Валюшка призналась мне потом, что они очень рады исчезновению Милы, они боялись: вдруг у нее возникнут претензии на квартиру. «Знаешь, эти бывшие репрессированные не ангелы».

– А кто ангелы? – спросила я.

– Я атеистка, – ответила моя подружка.

Откуда мне знать, были ли еще столь запоздалые случаи прозрения и знания или моя хозяйка просто уникальный пример глухоты и неосведомленности. Но так было. И сейчас я думаю: может, это и хорошо? Когда была девчонкой, мне снилось, что я Жанна д’Арк и меня сжигают на костре. Но в последний момент, когда огонь уже лижет ноги, кто-то человеколюбивый стреляет в мое сердце, спасая меня от страданий.

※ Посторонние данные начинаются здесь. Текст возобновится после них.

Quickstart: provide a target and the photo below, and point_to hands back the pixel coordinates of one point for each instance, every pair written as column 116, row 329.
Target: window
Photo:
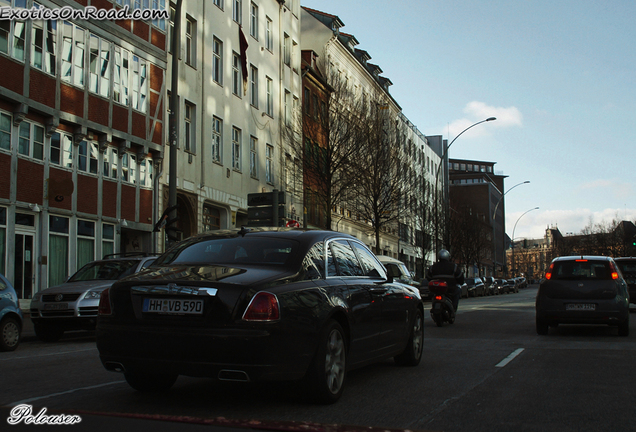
column 269, row 164
column 161, row 5
column 190, row 143
column 287, row 49
column 43, row 44
column 58, row 250
column 120, row 78
column 87, row 157
column 139, row 84
column 61, row 151
column 217, row 61
column 108, row 239
column 236, row 149
column 73, row 49
column 191, row 34
column 270, row 97
column 217, row 139
column 269, row 35
column 99, row 66
column 254, row 21
column 85, row 242
column 31, row 140
column 236, row 74
column 5, row 131
column 254, row 86
column 253, row 157
column 236, row 11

Проснувшись, я думала: а вдруг бы огонь не занялся? Вдруг бы хлынул ливень? Вдруг бы смилостивился король? На эти вопросы у меня не было ответов. Ибо нам не дано знать, что ожидает нас через минуту. Хотя мои знакомые любят повторять: лучше ужасный конец, чем ужас без конца. Но при чем здесь Мила с ее родословной? И вообще – зачем ее настигло прошлое?

Я не знаю, что потом оно настигнет и меня.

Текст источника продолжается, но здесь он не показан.